The problem with using Linux-based (or an OS-specific) clustering software is that you'll always be tied to the operating system.

The folks at Obsidian Dynamics have built a Java-based application-level clustering solution that isn't tied to the operating system.

I think this is the way forward, particularly seeing that many organisations are running a mixed bag of Windows and Linux servers - being able to cluster Windows and Linux machines together can be a real advantage. It also makes installation and configuration easier, since you're not supporting a dozen different operating systems and hardware configurations.

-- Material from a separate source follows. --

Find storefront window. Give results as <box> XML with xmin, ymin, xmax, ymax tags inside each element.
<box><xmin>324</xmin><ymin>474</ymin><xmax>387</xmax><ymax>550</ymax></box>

The other neat thing about Gridlock is that it doesn't use quorum and doesn't rely on NIC bonding/teaming to achieve multipath configurations - instead it combines redundant networks at the application level, which means it works on any network card and doesn't require specialised switchgear.

Re: High Availability Cluster Checklist

Anonymous's picture

http://www.gfs.lcse.umn.edu/ doesn't work.
Same as that tricodr.com in comments

Re: High Availability Cluster Checklist

Anonymous's picture

For a real clustered file system with FT and Failover

checkout www.tricord.com! Illumina an Lunar Flare familly.

It's highly scalable and offers great performance.